Herkimer is no stranger to attention from Division I programs, and Polk got a call from Syracuse early in the 2014 season. He visited Syracuse that fall, watching the Orange take down No. 1-ranked Virginia before committing to the program for the 2015 season.

His trials weren’t quite over, however. The NCAA initially ruled that he’d have to sit out the 2015 season, but Syracuse successfully appealed the decision, allowing Polk – who sat out the first two games of the year while appealing – to play last fall. He failed to score in his first five games, but broke out with a hat trick against Pitt on September 25 and finished the 2015 season with 12 goals and four assists, helping 'Cuse advance to the NCAA College Cup.

At the Combine, the 5-foot-9, 175-pound striker struggled on Day 1, but bounced back with a solid showing the next. He’s looked good out wide, and, given his size and English background, has drawn comparisons to Sporting Kansas City’s English striker Dom Dwyer. Polk has been projected as a mid-to-late first round pick by one GM and another head coach, though – given the long journey – he’s more concerned about enjoying the ride than guessing where he might end up Thursday.

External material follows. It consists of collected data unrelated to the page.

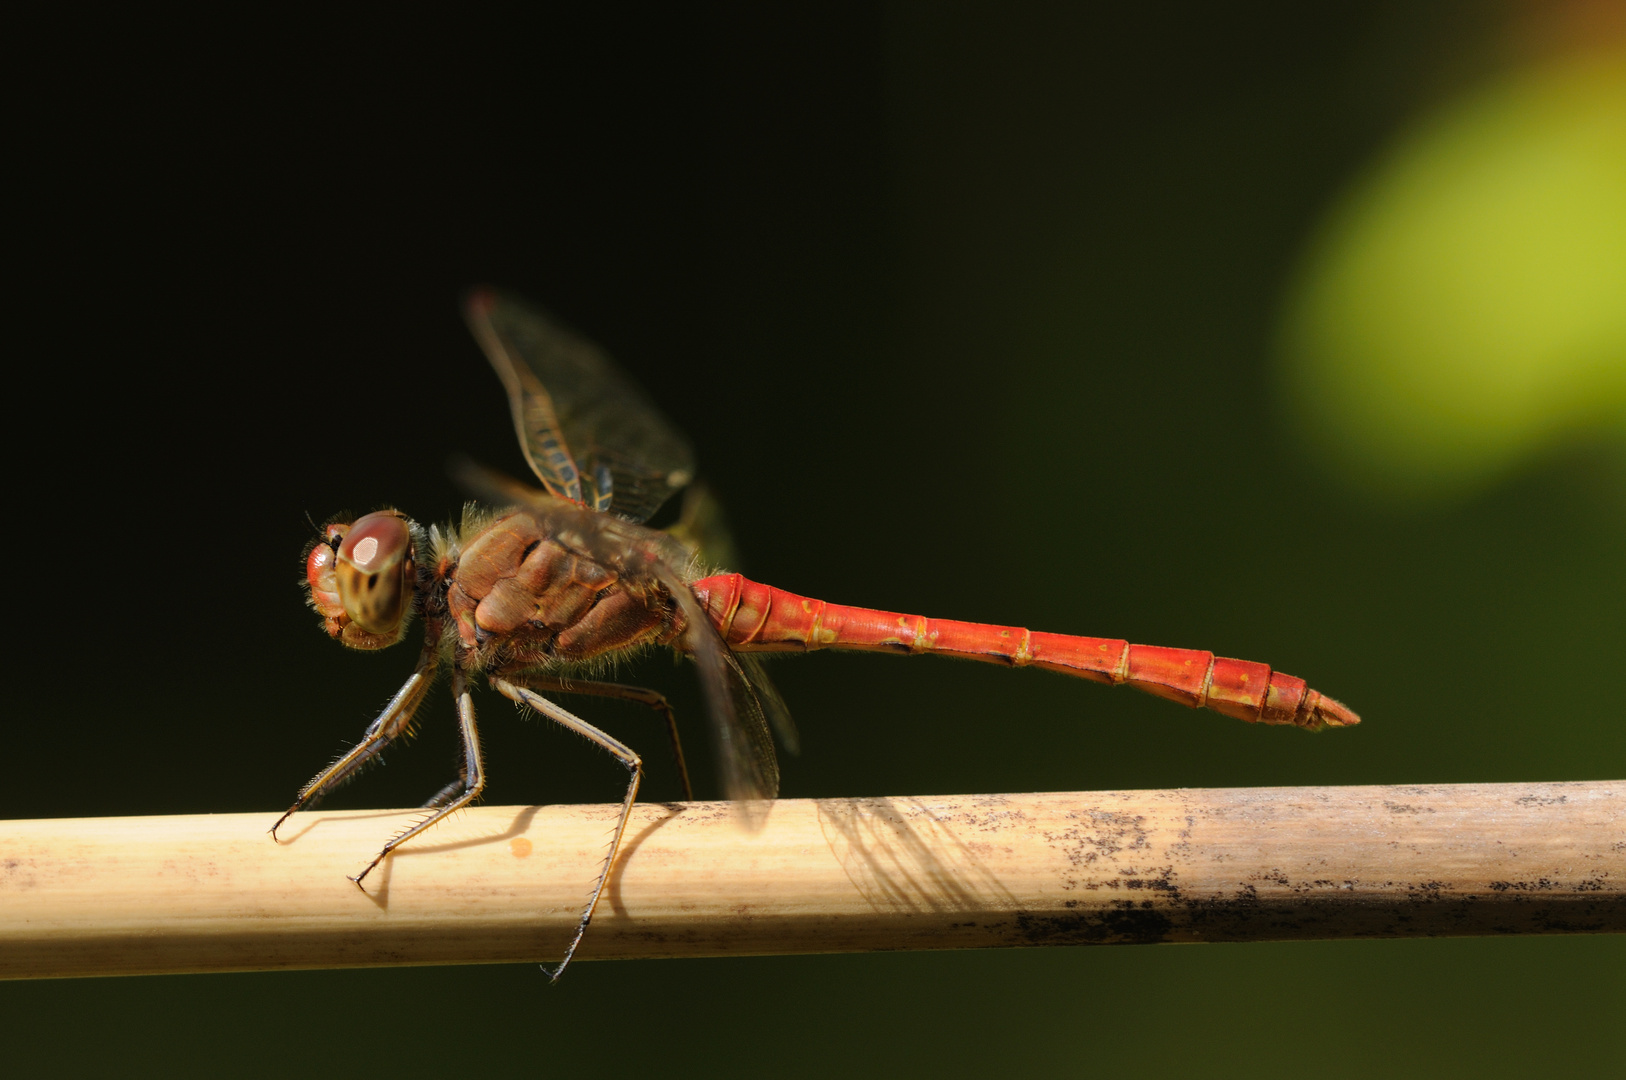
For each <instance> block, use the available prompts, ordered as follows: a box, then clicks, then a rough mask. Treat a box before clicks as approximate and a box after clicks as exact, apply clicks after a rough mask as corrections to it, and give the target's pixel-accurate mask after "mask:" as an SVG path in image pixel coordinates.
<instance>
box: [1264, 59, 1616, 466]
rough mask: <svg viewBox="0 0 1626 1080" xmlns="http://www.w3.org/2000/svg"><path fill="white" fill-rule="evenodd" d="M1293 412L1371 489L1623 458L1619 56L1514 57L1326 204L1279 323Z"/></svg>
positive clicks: (1339, 462) (1385, 154)
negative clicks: (1552, 465) (1489, 76)
mask: <svg viewBox="0 0 1626 1080" xmlns="http://www.w3.org/2000/svg"><path fill="white" fill-rule="evenodd" d="M1285 337H1286V355H1288V369H1286V376H1288V381H1289V384H1291V387H1293V390H1294V395H1293V418H1294V421H1296V423H1298V426H1299V429H1301V431H1302V436H1304V439H1306V442H1307V444H1312V446H1315V447H1317V449H1320V451H1322V452H1324V454H1325V457H1327V459H1330V460H1332V462H1333V464H1335V465H1337V467H1338V468H1340V470H1341V472H1343V473H1346V475H1348V477H1351V478H1354V480H1356V481H1358V483H1359V485H1361V486H1364V488H1367V490H1369V491H1372V493H1382V494H1390V496H1398V498H1437V496H1442V494H1446V496H1449V494H1457V493H1460V491H1478V490H1483V488H1485V486H1486V485H1489V483H1494V481H1496V480H1499V478H1502V477H1506V475H1507V473H1509V472H1512V470H1515V468H1517V467H1519V465H1520V464H1524V462H1527V460H1528V459H1530V457H1540V455H1541V454H1548V452H1551V451H1554V449H1564V447H1567V446H1574V444H1580V442H1585V441H1587V439H1595V441H1600V442H1602V441H1613V442H1615V446H1613V451H1615V452H1618V454H1626V52H1605V54H1602V55H1584V57H1580V59H1564V60H1556V62H1548V63H1543V65H1538V67H1535V68H1532V70H1515V72H1509V73H1504V75H1499V76H1496V78H1494V80H1491V85H1488V86H1476V88H1473V89H1472V91H1468V93H1463V94H1462V98H1460V99H1459V101H1452V102H1449V104H1447V106H1442V107H1439V109H1436V111H1434V112H1433V114H1431V115H1428V117H1426V119H1424V120H1423V122H1419V124H1416V125H1415V130H1411V132H1410V133H1406V135H1405V137H1403V138H1400V140H1397V145H1395V146H1393V148H1390V150H1387V151H1385V153H1384V161H1382V164H1380V166H1379V168H1377V169H1374V171H1372V174H1371V176H1367V177H1366V179H1364V181H1363V182H1361V184H1359V185H1358V190H1356V192H1354V194H1351V195H1350V197H1348V198H1346V200H1345V205H1343V207H1340V208H1338V211H1337V213H1335V215H1333V221H1332V223H1330V224H1328V226H1327V228H1325V229H1324V233H1322V236H1320V237H1319V241H1317V244H1315V250H1314V252H1312V255H1311V257H1309V260H1307V265H1306V270H1304V275H1302V281H1301V286H1299V294H1298V296H1296V299H1294V303H1293V307H1291V312H1289V324H1288V332H1286V335H1285Z"/></svg>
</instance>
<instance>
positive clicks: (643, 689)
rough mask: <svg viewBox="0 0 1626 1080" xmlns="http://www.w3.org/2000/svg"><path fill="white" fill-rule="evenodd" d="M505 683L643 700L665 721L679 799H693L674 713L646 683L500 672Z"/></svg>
mask: <svg viewBox="0 0 1626 1080" xmlns="http://www.w3.org/2000/svg"><path fill="white" fill-rule="evenodd" d="M502 678H506V680H507V682H509V683H512V685H515V686H525V688H528V690H541V691H545V693H561V695H589V696H595V698H620V699H621V701H636V703H639V704H647V706H649V708H650V709H654V711H655V712H659V714H660V716H662V717H663V719H665V721H667V737H668V738H670V740H672V760H673V761H676V763H678V779H681V781H683V800H685V802H694V787H693V786H691V784H689V766H688V761H686V760H685V756H683V738H680V737H678V717H676V714H675V712H673V711H672V703H668V701H667V696H665V695H662V693H657V691H654V690H649V688H647V686H628V685H626V683H600V682H579V680H574V678H554V677H551V675H540V673H532V672H525V673H517V675H504V677H502Z"/></svg>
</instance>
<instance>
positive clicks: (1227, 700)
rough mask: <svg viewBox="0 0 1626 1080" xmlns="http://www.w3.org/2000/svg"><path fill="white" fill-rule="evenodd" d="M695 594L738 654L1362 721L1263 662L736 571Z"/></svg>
mask: <svg viewBox="0 0 1626 1080" xmlns="http://www.w3.org/2000/svg"><path fill="white" fill-rule="evenodd" d="M694 594H696V595H698V597H699V599H701V602H702V603H704V605H706V610H707V613H709V615H711V618H712V621H714V623H715V625H717V629H719V633H722V636H724V639H725V641H727V642H728V644H730V646H732V647H733V649H740V651H808V649H870V651H881V652H940V654H945V655H956V657H964V659H971V660H990V662H1000V664H1010V665H1013V667H1042V668H1047V670H1052V672H1062V673H1067V675H1076V677H1080V678H1088V680H1093V682H1099V683H1112V685H1119V683H1122V685H1128V686H1133V688H1137V690H1143V691H1146V693H1153V695H1158V696H1159V698H1167V699H1171V701H1179V703H1180V704H1185V706H1192V708H1200V706H1205V708H1210V709H1213V711H1216V712H1223V714H1226V716H1233V717H1236V719H1239V721H1247V722H1249V724H1293V725H1296V727H1309V729H1320V727H1348V725H1351V724H1359V722H1361V717H1359V716H1356V714H1354V712H1351V711H1350V709H1348V708H1346V706H1343V704H1340V703H1338V701H1333V699H1332V698H1327V696H1325V695H1322V693H1319V691H1315V690H1311V688H1309V686H1306V685H1304V680H1302V678H1294V677H1293V675H1283V673H1281V672H1272V670H1270V665H1268V664H1254V662H1252V660H1233V659H1229V657H1216V655H1215V654H1213V652H1202V651H1197V649H1166V647H1161V646H1135V644H1130V642H1127V641H1120V639H1115V638H1078V636H1073V634H1046V633H1037V631H1031V629H1024V628H1021V626H990V625H985V623H959V621H954V620H946V618H924V616H920V615H901V613H898V612H875V610H870V608H859V607H846V605H839V603H826V602H823V600H813V599H808V597H798V595H795V594H792V592H785V590H784V589H774V587H772V586H764V584H761V582H754V581H750V579H746V577H745V576H741V574H717V576H715V577H706V579H704V581H698V582H694Z"/></svg>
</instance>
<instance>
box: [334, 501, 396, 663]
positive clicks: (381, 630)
mask: <svg viewBox="0 0 1626 1080" xmlns="http://www.w3.org/2000/svg"><path fill="white" fill-rule="evenodd" d="M333 577H335V581H337V584H338V597H340V602H341V603H343V605H345V615H348V616H350V621H351V623H354V625H356V626H359V628H361V629H364V631H367V633H369V634H384V636H393V634H395V633H397V629H400V625H402V620H405V618H406V610H408V607H410V605H411V594H413V586H415V579H416V568H415V564H413V551H411V529H410V527H408V525H406V519H405V517H402V516H400V514H397V512H395V511H379V512H377V514H367V516H366V517H361V519H358V520H356V524H354V525H351V527H350V532H348V533H345V540H343V542H341V543H340V545H338V556H337V558H335V560H333Z"/></svg>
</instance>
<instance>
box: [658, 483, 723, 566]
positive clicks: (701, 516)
mask: <svg viewBox="0 0 1626 1080" xmlns="http://www.w3.org/2000/svg"><path fill="white" fill-rule="evenodd" d="M667 533H668V535H672V537H673V538H676V542H678V543H681V545H683V547H686V548H688V550H689V551H691V553H693V555H694V561H696V564H699V566H704V568H706V573H707V574H711V573H717V571H722V569H735V571H737V569H740V551H738V548H735V543H733V535H732V533H730V532H728V522H727V519H725V517H724V514H722V504H720V503H719V501H717V498H715V496H714V494H712V493H711V488H707V486H706V483H704V481H696V483H691V485H689V486H688V490H686V491H685V493H683V512H681V514H680V516H678V520H676V522H673V524H672V525H670V527H668V529H667Z"/></svg>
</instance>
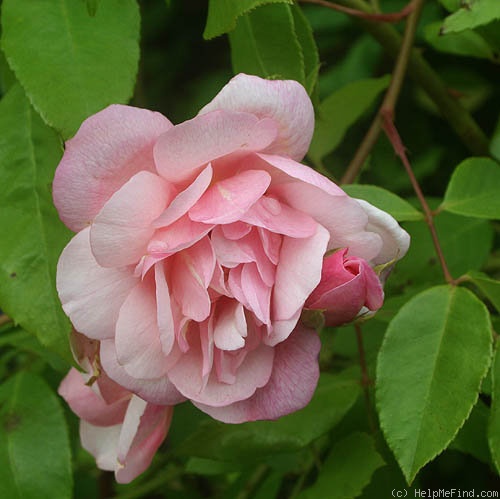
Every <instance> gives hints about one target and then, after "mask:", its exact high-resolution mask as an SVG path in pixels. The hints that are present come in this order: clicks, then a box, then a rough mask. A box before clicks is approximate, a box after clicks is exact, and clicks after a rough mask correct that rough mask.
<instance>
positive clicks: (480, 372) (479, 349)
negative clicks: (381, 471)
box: [376, 286, 491, 483]
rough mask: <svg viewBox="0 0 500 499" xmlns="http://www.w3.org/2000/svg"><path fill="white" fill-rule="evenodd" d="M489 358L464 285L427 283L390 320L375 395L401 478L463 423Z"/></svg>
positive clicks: (485, 310) (489, 338) (422, 464)
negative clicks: (375, 393)
mask: <svg viewBox="0 0 500 499" xmlns="http://www.w3.org/2000/svg"><path fill="white" fill-rule="evenodd" d="M490 361H491V323H490V316H489V313H488V310H487V309H486V307H485V306H484V304H483V303H482V302H481V301H479V300H478V299H477V298H476V297H475V296H474V294H473V293H472V292H470V291H469V290H467V289H465V288H458V287H451V286H438V287H434V288H430V289H428V290H426V291H424V292H422V293H420V294H418V295H416V296H415V297H413V298H412V299H411V300H410V301H409V302H408V303H406V304H405V305H404V306H403V307H402V308H401V310H400V311H399V313H398V314H397V315H396V316H395V317H394V319H393V320H392V321H391V323H390V324H389V328H388V330H387V334H386V337H385V340H384V343H383V344H382V348H381V350H380V354H379V358H378V364H377V382H376V398H377V407H378V411H379V416H380V424H381V427H382V429H383V431H384V434H385V437H386V440H387V443H388V444H389V447H390V448H391V449H392V451H393V452H394V455H395V457H396V459H397V461H398V463H399V465H400V467H401V469H402V471H403V473H404V475H405V477H406V479H407V481H408V483H411V482H412V481H413V479H414V478H415V475H416V474H417V472H418V471H419V470H420V469H421V468H422V467H423V466H424V465H425V464H426V463H428V462H429V461H431V460H432V459H433V458H434V457H435V456H436V455H437V454H439V453H440V452H441V451H443V450H444V449H445V448H446V447H447V446H448V445H449V443H450V442H451V441H452V440H453V438H454V437H455V435H456V434H457V432H458V430H459V429H460V428H461V426H462V425H463V424H464V422H465V420H466V419H467V417H468V416H469V414H470V411H471V410H472V408H473V406H474V404H475V403H476V401H477V398H478V392H479V389H480V386H481V380H482V379H483V377H484V376H485V375H486V373H487V371H488V367H489V364H490Z"/></svg>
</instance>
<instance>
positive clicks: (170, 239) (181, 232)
mask: <svg viewBox="0 0 500 499" xmlns="http://www.w3.org/2000/svg"><path fill="white" fill-rule="evenodd" d="M212 228H213V225H207V224H204V223H201V222H193V221H192V220H191V219H190V218H189V217H188V216H187V215H183V216H182V217H181V218H179V220H176V221H175V222H174V223H173V224H172V225H170V226H168V227H164V228H162V229H159V230H157V231H156V233H155V234H154V236H153V237H152V239H151V242H150V243H149V245H148V252H149V253H151V254H152V255H155V256H161V255H163V256H168V255H171V254H173V253H177V252H179V251H181V250H183V249H185V248H188V247H189V246H192V245H193V244H195V243H196V242H198V241H199V240H200V239H201V238H203V237H204V236H206V235H207V234H208V233H209V232H210V231H211V230H212Z"/></svg>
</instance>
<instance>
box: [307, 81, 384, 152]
mask: <svg viewBox="0 0 500 499" xmlns="http://www.w3.org/2000/svg"><path fill="white" fill-rule="evenodd" d="M389 81H390V76H389V75H386V76H382V77H381V78H369V79H366V80H358V81H355V82H353V83H349V84H348V85H346V86H345V87H343V88H341V89H340V90H338V91H336V92H334V93H333V94H331V95H330V96H329V97H327V98H326V99H325V100H324V101H323V102H322V103H321V104H320V106H319V110H318V116H317V118H316V127H315V130H314V137H313V140H312V143H311V148H310V150H309V155H310V156H311V158H312V159H313V160H314V161H320V160H321V159H322V158H323V157H324V156H326V155H327V154H328V153H330V152H332V151H334V150H335V149H336V148H337V146H338V145H339V144H340V142H341V141H342V138H343V137H344V135H345V133H346V132H347V130H348V129H349V127H350V126H351V125H353V124H354V123H355V122H356V121H357V120H358V119H359V118H361V116H363V114H364V113H365V112H366V111H368V109H369V108H370V107H371V106H372V105H373V103H374V102H375V99H376V98H377V97H378V96H379V95H380V93H381V92H382V91H383V90H384V89H385V88H387V86H388V85H389Z"/></svg>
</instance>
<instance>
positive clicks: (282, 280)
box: [272, 225, 330, 320]
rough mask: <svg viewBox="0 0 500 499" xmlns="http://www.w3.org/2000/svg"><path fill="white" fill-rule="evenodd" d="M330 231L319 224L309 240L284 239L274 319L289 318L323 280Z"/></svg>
mask: <svg viewBox="0 0 500 499" xmlns="http://www.w3.org/2000/svg"><path fill="white" fill-rule="evenodd" d="M329 238H330V234H329V233H328V231H327V230H326V229H325V228H324V227H322V226H321V225H318V227H317V229H316V234H314V235H313V236H311V237H308V238H306V239H293V238H291V237H287V238H284V239H283V245H282V247H281V256H280V262H279V265H278V268H277V270H276V282H275V284H274V293H273V305H272V314H273V315H272V317H273V319H274V320H286V319H290V318H291V317H292V316H293V315H294V314H296V312H297V310H298V309H301V308H302V307H303V306H304V302H305V301H306V299H307V297H308V296H309V295H310V293H311V292H312V290H313V289H314V288H315V287H316V286H317V285H318V283H319V281H320V279H321V268H322V265H323V255H324V253H325V251H326V247H327V244H328V240H329Z"/></svg>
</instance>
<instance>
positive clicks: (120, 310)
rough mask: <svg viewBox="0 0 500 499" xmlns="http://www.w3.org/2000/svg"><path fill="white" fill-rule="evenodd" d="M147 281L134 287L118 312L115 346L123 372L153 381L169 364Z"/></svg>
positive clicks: (147, 281) (150, 285)
mask: <svg viewBox="0 0 500 499" xmlns="http://www.w3.org/2000/svg"><path fill="white" fill-rule="evenodd" d="M148 277H149V278H146V279H145V280H144V281H142V282H140V283H139V284H137V286H136V287H135V288H134V289H133V290H132V291H131V293H130V294H129V296H128V297H127V299H126V300H125V302H124V303H123V305H122V307H121V309H120V313H119V316H118V321H117V323H116V334H115V345H116V353H117V357H118V362H119V363H120V364H121V365H122V366H123V368H124V369H125V371H127V372H128V373H129V374H130V375H131V376H134V377H135V378H143V379H154V378H160V377H162V376H164V375H165V374H166V373H167V370H168V368H169V367H170V364H171V362H168V360H167V357H166V356H165V354H164V353H163V350H162V345H161V342H160V332H159V330H158V322H157V307H156V294H155V286H154V279H153V278H152V277H150V276H148Z"/></svg>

“It’s pretty surreal when you’ve got guys like [New York City FC head coach Patrick Vieira] watching you, talking to you,” Polk said. “I mean, I’m from England, I watched this guy play in the Premier League for so many years. But it is a job, and at the end of the day we’re trying to make a career out of this.

“I’ve kind of prepared myself mentally, and I’ve enjoyed the experience. It’s been great, probably one I’ll remember for the rest of my life. I’m soaking it all in, but I know I’m here to try and get a career.

“When I do look back, I know a lot of people that may have gone a different path and may have gone off the rails. But something that I pride myself on is just not using an excuse. It’s easy to do that. Stuff happens. But how you overcome it is what makes you.”